Aparte de “El Purito”, Enmanuel ya tenía otro sobrenombre, que, además, le gustaba: “El Tigre”. Después de un relax en la cima, disfrutando de un paisaje sin límites sobre la Meseta del Toldo, comenzamos la bajada. El descenso fue menos complicado, pues en la subida habíamos abierto un trillo a nuestro paso. Ichi cargó a Cherehisa y Yaser a Luisito. En un mal paso, el Yase se comió un “boniato” y se cayó de bruces con el Luisi, sin tener que lamentar algún golpe o arañazo serio, pero pasando un susto de respeto.

Al llegar al lugar donde estaban las mochilas, armamos un tiroteo de galletas con dulce de guayaba. Terminamos de tragar y bajamos al terraplén para continuar la marcha. El primer objetivo del viaje había sido vencido; nuestra próxima meta era el río Jaguaní.

El terraplén comenzó a descender sin gran pendiente. En algunos tramos la erosión era visible. El camino se encimó por la derecha a una gran zanja llena de piedras, por donde en otros tiempos fluía la corriente de un río, pero a nuestro paso estaba seca, o al menos no tenía agua superficialmente. Más adelante vimos una espléndida poceta y algunos no perdimos tiempo para darnos un baño. Idalmis le prohibió a Luisito bañarse, pero este resbaló y su baño ya estaba justificado. Varios enjuagaron la ropa mojada de la madrugada anterior en el agua limpia de la poceta.

Primera acampada en la meseta del Toldo

Como ya la tarde estaba avanzada, no debíamos perder tiempo, pues aún nos quedaban unos cuantos kilómetros de meseta. Llegamos a una bifurcación en una bajada, pero ambos caminos se volvían a unir. Unos cogimos por la derecha y otros por la izquierda. Como nos acercábamos a las cuatro de la tarde, comenzamos a pensar en hallar un buen lugar para acampar, sobre todo, con algún arroyo cercano. Esta oportunidad se nos dio al llegar a un arroyo, pero lo cruzamos y seguimos adelante para avanzar un poco más.

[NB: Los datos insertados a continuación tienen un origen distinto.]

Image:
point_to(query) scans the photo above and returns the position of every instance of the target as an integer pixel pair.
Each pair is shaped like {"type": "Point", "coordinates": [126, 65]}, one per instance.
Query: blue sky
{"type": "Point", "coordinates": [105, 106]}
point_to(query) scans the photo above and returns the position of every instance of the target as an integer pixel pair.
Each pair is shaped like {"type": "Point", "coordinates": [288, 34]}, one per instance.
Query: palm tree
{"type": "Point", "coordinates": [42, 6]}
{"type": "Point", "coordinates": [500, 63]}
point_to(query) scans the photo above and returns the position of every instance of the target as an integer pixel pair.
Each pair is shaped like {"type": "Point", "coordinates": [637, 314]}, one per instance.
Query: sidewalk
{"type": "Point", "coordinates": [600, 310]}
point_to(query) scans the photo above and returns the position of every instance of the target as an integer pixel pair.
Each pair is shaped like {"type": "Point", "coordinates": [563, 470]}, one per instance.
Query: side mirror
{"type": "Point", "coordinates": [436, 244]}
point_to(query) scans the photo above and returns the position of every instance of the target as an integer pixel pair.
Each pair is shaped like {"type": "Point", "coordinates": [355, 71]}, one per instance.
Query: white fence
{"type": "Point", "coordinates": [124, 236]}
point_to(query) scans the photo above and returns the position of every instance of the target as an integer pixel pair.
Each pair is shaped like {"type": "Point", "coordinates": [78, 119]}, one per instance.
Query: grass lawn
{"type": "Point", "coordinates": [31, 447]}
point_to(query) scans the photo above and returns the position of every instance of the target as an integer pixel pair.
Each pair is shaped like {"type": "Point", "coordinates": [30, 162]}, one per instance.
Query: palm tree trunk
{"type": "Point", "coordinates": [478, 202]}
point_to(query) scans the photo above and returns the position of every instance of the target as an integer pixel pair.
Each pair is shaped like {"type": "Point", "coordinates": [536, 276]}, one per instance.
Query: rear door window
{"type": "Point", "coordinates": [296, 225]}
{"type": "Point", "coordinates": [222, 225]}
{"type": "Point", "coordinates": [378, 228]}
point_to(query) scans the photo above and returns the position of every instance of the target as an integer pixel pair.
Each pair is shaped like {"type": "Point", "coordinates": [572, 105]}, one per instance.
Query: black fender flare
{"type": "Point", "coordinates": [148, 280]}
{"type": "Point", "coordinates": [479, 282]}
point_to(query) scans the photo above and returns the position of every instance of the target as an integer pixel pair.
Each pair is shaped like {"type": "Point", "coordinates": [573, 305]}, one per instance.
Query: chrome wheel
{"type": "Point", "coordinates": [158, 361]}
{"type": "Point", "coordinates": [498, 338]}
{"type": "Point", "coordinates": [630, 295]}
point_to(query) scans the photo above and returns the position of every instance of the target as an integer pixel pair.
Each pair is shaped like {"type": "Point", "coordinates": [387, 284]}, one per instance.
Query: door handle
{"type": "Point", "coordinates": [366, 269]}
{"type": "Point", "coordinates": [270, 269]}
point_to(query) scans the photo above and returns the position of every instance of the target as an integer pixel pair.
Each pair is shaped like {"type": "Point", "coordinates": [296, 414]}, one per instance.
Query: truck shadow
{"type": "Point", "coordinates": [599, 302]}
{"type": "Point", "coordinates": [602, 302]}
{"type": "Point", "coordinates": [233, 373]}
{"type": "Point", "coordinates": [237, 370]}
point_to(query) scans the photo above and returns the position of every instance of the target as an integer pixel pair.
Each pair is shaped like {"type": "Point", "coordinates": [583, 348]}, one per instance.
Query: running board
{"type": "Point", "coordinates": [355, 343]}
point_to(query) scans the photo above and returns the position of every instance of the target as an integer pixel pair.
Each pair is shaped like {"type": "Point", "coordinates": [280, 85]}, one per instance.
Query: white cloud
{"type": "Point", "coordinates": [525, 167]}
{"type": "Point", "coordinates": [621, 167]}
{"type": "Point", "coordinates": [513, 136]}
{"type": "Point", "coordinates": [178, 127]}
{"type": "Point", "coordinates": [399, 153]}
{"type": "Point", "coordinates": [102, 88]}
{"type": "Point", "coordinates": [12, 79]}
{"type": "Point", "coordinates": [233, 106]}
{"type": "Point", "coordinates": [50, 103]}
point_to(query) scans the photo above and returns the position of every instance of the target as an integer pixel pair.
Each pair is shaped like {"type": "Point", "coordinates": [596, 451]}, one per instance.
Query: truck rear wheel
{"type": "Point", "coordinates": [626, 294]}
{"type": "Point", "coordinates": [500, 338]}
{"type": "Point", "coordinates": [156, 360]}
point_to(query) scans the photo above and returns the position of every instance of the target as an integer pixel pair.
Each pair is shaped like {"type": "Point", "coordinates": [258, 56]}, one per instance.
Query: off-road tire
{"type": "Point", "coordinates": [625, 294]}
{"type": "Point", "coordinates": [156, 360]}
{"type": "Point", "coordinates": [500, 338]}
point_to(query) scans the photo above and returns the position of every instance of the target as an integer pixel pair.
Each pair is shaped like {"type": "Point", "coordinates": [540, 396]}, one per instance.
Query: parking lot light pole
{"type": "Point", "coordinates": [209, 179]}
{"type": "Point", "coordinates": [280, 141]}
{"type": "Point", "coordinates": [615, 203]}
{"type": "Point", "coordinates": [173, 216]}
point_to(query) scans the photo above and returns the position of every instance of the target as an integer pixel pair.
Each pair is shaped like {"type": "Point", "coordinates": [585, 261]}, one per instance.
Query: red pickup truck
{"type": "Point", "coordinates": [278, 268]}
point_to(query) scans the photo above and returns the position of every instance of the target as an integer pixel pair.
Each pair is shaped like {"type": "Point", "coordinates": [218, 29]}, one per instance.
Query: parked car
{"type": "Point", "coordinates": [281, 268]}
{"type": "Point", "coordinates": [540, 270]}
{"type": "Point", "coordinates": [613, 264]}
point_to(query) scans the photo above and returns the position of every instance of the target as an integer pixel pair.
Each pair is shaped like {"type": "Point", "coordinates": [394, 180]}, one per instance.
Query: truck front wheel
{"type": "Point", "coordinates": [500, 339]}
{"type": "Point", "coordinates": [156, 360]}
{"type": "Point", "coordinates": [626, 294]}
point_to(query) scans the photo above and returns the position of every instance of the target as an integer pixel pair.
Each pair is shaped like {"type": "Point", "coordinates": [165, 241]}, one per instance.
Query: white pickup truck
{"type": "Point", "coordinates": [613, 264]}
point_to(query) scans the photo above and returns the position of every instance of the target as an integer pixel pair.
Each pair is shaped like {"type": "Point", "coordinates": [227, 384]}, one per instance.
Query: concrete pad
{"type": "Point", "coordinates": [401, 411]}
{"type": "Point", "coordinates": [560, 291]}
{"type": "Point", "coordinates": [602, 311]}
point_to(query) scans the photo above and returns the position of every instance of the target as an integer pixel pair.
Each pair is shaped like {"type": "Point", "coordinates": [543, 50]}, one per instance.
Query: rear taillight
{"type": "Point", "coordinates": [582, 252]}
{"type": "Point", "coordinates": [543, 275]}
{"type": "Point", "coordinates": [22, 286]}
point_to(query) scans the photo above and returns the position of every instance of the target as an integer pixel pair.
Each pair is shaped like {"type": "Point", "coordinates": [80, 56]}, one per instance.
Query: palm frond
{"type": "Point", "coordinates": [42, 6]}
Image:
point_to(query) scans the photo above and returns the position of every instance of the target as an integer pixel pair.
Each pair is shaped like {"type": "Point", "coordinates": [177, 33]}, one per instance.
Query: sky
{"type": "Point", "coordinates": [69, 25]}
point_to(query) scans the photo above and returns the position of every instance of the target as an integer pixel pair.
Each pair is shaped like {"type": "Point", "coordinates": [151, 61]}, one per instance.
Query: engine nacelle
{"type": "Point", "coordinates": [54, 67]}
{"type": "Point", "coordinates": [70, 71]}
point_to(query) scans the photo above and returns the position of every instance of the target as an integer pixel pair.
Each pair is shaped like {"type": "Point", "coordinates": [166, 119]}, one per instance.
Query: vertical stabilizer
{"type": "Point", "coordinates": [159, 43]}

Más adelante, otro arroyo en una zona llana le puso fin a la caminata de la jornada. El arroyo no era visible desde el terraplén, pero se escuchaba a unas decenas de metros por la izquierda. Karel fue hasta el lugar caminando por un trillo lleno de malezas y pudo ver el agua cristalina que por allí corría. De inmediato desbrozamos el camino hasta el trillo a machete limpio.

Comenzó entonces cada cual a buscar un lugar para acampar. Varias sogas fueron amarradas a matas y palos encajados en la tierra y la ropa mojada fue expuesta sobre ellas al sol de la tarde, para que se secara. A la par, el grupo Dos, con Ichi a la cabeza, inició las labores de la cocina con la encomienda de preparar unos ricos y abundantes espaguetis. Como el acceso al arroyo era algo complicado, impidiendo que se bañara mucha gente a la vez, decidimos que se bañaran primero las muchachas y después los hombres; bueno, los que quisieran.

Aún de día, estuvo listo el tiroteo, que se completó con carne en salsa y refresco. La cantidad de espaguetis fue suficiente como para que nos llenáramos los más comilones. Terminamos el atracón ya de noche y comenzaron a formarse algunas tertulias dispersas. Yaser se entretuvo en tirarle, solapadamente, terrones a la gente, provocando algunas protestas. Poco a poco el campamento fue quedando en silencio, mientras la frialdad crecía con el avance de la noche.